Examining a browser like Chrome, it would be crazy if all our tabs used the same thread. Most likely there would be a lot of blocking code that could slow down the browser. Therefore, a solution is that each tab has its own thread. So the database calls you make in one tab, can run in parallel with another tab that might be streaming data to you (like a youtube video).
Now let's say you're working on some prime-time, intensive computing in the browser. This is where the browser's Web Workers come in.
Web workers gives us breathing space by running scripts in a separate, background thread; away from the main execution thread of a web page/app.
They are not miracle workers, however. As the HTML spec says, workers "...have a high start-up performance cost, and a high per-instance memory cost.". It is a tradeoff, but the benefit is getting more threads to work with, that run in parallel.

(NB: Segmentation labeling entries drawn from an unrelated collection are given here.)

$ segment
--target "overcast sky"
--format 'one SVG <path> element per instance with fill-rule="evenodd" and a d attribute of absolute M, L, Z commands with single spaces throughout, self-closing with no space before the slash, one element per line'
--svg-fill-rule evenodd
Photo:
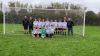
<path fill-rule="evenodd" d="M 16 0 L 0 0 L 3 1 L 5 4 L 7 4 L 8 1 L 16 1 Z M 28 2 L 32 4 L 48 4 L 51 2 L 70 2 L 75 4 L 81 4 L 82 6 L 85 6 L 88 8 L 88 10 L 92 10 L 94 12 L 100 11 L 100 0 L 18 0 L 20 2 Z"/>

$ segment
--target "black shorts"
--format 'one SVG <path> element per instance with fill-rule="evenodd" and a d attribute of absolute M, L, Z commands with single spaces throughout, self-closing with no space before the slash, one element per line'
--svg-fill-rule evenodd
<path fill-rule="evenodd" d="M 24 26 L 24 30 L 28 30 L 28 26 Z"/>

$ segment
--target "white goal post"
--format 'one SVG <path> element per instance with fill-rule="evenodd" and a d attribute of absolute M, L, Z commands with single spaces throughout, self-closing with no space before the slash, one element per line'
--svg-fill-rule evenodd
<path fill-rule="evenodd" d="M 5 7 L 5 6 L 2 6 L 2 12 L 3 12 L 3 34 L 5 35 L 6 34 L 6 10 L 7 9 L 26 9 L 26 10 L 45 10 L 45 11 L 54 11 L 54 10 L 57 10 L 57 11 L 65 11 L 66 15 L 67 15 L 67 11 L 82 11 L 83 12 L 83 25 L 82 25 L 82 36 L 84 37 L 85 36 L 85 16 L 86 16 L 86 9 L 80 9 L 80 10 L 73 10 L 73 9 L 44 9 L 44 8 L 20 8 L 20 7 Z"/>

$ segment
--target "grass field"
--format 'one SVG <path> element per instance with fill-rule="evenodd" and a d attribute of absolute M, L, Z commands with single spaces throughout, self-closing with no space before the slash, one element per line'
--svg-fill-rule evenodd
<path fill-rule="evenodd" d="M 99 56 L 99 32 L 98 26 L 86 26 L 85 37 L 74 35 L 42 39 L 31 35 L 0 34 L 0 56 Z"/>

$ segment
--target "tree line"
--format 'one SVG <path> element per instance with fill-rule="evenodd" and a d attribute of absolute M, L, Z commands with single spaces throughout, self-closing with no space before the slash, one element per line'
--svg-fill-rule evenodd
<path fill-rule="evenodd" d="M 9 2 L 9 7 L 15 7 L 14 2 Z M 40 5 L 35 5 L 33 6 L 32 4 L 28 3 L 20 3 L 16 2 L 17 7 L 21 8 L 45 8 L 45 9 L 68 9 L 68 3 L 51 3 L 49 6 L 42 6 Z M 82 9 L 80 5 L 74 5 L 71 4 L 71 9 Z M 2 9 L 2 3 L 0 3 L 0 8 Z M 3 14 L 0 9 L 0 23 L 3 23 Z M 71 16 L 74 18 L 74 20 L 80 20 L 78 18 L 81 18 L 83 15 L 80 15 L 80 11 L 78 13 L 71 13 L 71 11 L 46 11 L 46 10 L 38 10 L 38 9 L 10 9 L 6 13 L 6 21 L 9 22 L 14 22 L 14 23 L 21 23 L 21 20 L 25 15 L 27 16 L 33 16 L 35 18 L 41 17 L 41 18 L 50 18 L 50 19 L 62 19 L 64 16 L 66 16 L 66 12 L 68 13 L 68 16 Z M 10 18 L 10 20 L 8 20 Z M 86 12 L 86 25 L 100 25 L 100 12 L 98 14 L 94 13 L 93 11 L 87 11 Z"/>

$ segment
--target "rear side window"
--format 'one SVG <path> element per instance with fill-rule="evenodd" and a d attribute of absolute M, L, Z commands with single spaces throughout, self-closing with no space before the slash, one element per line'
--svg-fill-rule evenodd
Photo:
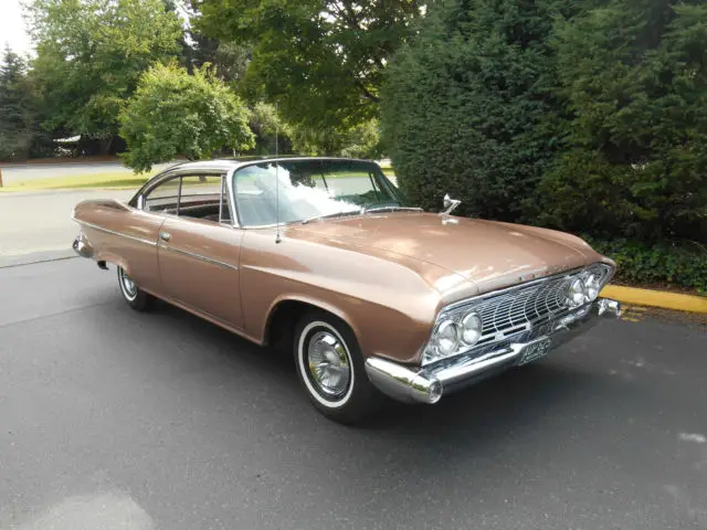
<path fill-rule="evenodd" d="M 231 222 L 225 178 L 220 174 L 184 174 L 167 180 L 145 197 L 148 212 L 214 223 Z"/>

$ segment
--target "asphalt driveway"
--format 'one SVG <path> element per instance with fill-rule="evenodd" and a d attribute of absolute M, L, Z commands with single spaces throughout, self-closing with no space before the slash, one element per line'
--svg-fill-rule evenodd
<path fill-rule="evenodd" d="M 113 269 L 0 268 L 0 529 L 706 529 L 707 332 L 630 319 L 356 430 Z"/>

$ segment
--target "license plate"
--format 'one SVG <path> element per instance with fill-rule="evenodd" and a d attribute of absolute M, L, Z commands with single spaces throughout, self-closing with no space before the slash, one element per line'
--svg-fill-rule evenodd
<path fill-rule="evenodd" d="M 548 351 L 550 351 L 551 343 L 552 340 L 549 337 L 546 337 L 526 346 L 526 348 L 523 350 L 523 357 L 520 358 L 519 364 L 536 361 L 547 356 Z"/>

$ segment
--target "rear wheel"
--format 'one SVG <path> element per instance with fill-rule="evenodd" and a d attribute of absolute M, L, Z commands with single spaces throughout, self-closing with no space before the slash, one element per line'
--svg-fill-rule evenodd
<path fill-rule="evenodd" d="M 148 311 L 155 304 L 155 297 L 140 289 L 123 267 L 118 267 L 118 285 L 123 298 L 136 311 Z"/>
<path fill-rule="evenodd" d="M 309 400 L 319 412 L 339 423 L 369 417 L 381 395 L 366 375 L 358 341 L 349 327 L 320 311 L 297 324 L 295 363 Z"/>

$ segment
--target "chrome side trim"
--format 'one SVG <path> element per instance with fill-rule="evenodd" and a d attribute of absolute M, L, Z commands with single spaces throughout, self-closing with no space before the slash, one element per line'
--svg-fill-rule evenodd
<path fill-rule="evenodd" d="M 380 357 L 366 360 L 366 373 L 378 390 L 403 403 L 435 403 L 442 395 L 466 388 L 523 361 L 529 347 L 551 340 L 550 350 L 591 329 L 601 318 L 621 316 L 621 304 L 599 298 L 577 318 L 561 319 L 544 333 L 528 337 L 481 357 L 461 356 L 439 361 L 431 367 L 407 367 Z"/>
<path fill-rule="evenodd" d="M 114 230 L 104 229 L 103 226 L 98 226 L 97 224 L 88 223 L 86 221 L 82 221 L 82 220 L 75 219 L 75 218 L 74 218 L 74 221 L 76 221 L 82 226 L 88 226 L 88 227 L 97 230 L 99 232 L 105 232 L 107 234 L 113 234 L 113 235 L 119 235 L 122 237 L 127 237 L 128 240 L 137 241 L 138 243 L 144 243 L 144 244 L 150 245 L 150 246 L 157 246 L 157 242 L 155 242 L 155 241 L 144 240 L 141 237 L 136 237 L 135 235 L 124 234 L 122 232 L 116 232 Z"/>
<path fill-rule="evenodd" d="M 182 256 L 193 257 L 194 259 L 199 259 L 200 262 L 210 263 L 212 265 L 219 265 L 220 267 L 231 268 L 233 271 L 239 269 L 239 267 L 235 265 L 231 265 L 230 263 L 225 263 L 225 262 L 220 262 L 218 259 L 212 259 L 211 257 L 202 256 L 201 254 L 194 254 L 193 252 L 182 251 L 181 248 L 175 248 L 173 246 L 169 246 L 169 245 L 160 244 L 158 246 L 160 250 L 173 252 L 176 254 L 181 254 Z"/>

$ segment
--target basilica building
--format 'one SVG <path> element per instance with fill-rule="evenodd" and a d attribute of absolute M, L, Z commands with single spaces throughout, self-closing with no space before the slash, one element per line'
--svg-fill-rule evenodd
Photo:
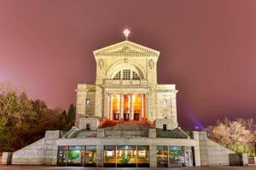
<path fill-rule="evenodd" d="M 96 117 L 148 121 L 170 130 L 177 128 L 175 84 L 157 83 L 159 51 L 126 38 L 93 54 L 96 80 L 95 84 L 78 85 L 78 125 Z"/>
<path fill-rule="evenodd" d="M 82 167 L 230 165 L 234 152 L 183 131 L 175 84 L 159 84 L 160 52 L 128 40 L 93 51 L 96 82 L 76 89 L 76 122 L 12 154 L 12 164 Z M 92 56 L 93 57 L 93 56 Z M 163 59 L 164 60 L 164 59 Z M 6 162 L 9 153 L 3 154 Z"/>

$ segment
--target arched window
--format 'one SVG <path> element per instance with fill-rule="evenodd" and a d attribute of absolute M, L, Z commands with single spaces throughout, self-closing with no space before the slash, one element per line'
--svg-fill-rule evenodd
<path fill-rule="evenodd" d="M 120 80 L 120 79 L 124 79 L 124 80 L 139 80 L 140 76 L 138 76 L 138 74 L 135 71 L 131 71 L 130 69 L 124 69 L 122 71 L 119 71 L 119 72 L 117 72 L 113 78 L 114 80 Z"/>

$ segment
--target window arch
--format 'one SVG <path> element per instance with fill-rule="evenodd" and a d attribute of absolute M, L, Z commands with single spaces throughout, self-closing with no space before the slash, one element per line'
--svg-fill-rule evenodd
<path fill-rule="evenodd" d="M 131 69 L 123 69 L 118 71 L 114 76 L 114 80 L 139 80 L 140 76 L 137 71 L 132 71 Z"/>

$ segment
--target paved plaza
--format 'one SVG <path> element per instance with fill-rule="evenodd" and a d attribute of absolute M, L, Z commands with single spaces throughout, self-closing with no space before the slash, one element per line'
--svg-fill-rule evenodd
<path fill-rule="evenodd" d="M 131 167 L 121 167 L 121 168 L 114 168 L 114 167 L 54 167 L 54 166 L 3 166 L 0 165 L 0 170 L 87 170 L 87 169 L 95 169 L 95 170 L 101 170 L 101 169 L 172 169 L 172 170 L 256 170 L 256 166 L 248 166 L 248 167 L 169 167 L 169 168 L 160 168 L 160 167 L 144 167 L 144 168 L 131 168 Z"/>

## What's the alternative?
If we had a traditional, non-node server, we would spawn a thread for every request. If a request is currently using a thread, the server would need to spawn another thread. And another.
The server creates threads from a limited pool.
Servers can not create millions of threads; once a server uses up its threads, the next request will have to wait until a thread is available. This is where the appeal, and the excitement of a Node.js server, comes in. The idea with a node server is that it handles all the requests in a single thread (thus making it faster to resolve), and any long-running tasks are done in separate threads known as worker threads!
So not only does the browser have a concept of workers, Node servers too utilise worker threads (which uses an internal C++ thread pool), which are non-blocking and can run in parallel.
We are operating with a single thread, and we have Node or the Browser using workers to handle additional threads. Now let's talk a little bit about hardware. If we had a single-core CPU, which means we could handle a single thread, we would need to introduce concurrency as a way to handle multiple threads. Concurrency is the ability to run multiple tasks in parallel, during overlapping periods, without blocking each other or having to be processed sequentially.
On a single core, we would execute tasks on one thread, and if there's an availability, or if we finished with the main thread, we check other threads and continue executing them.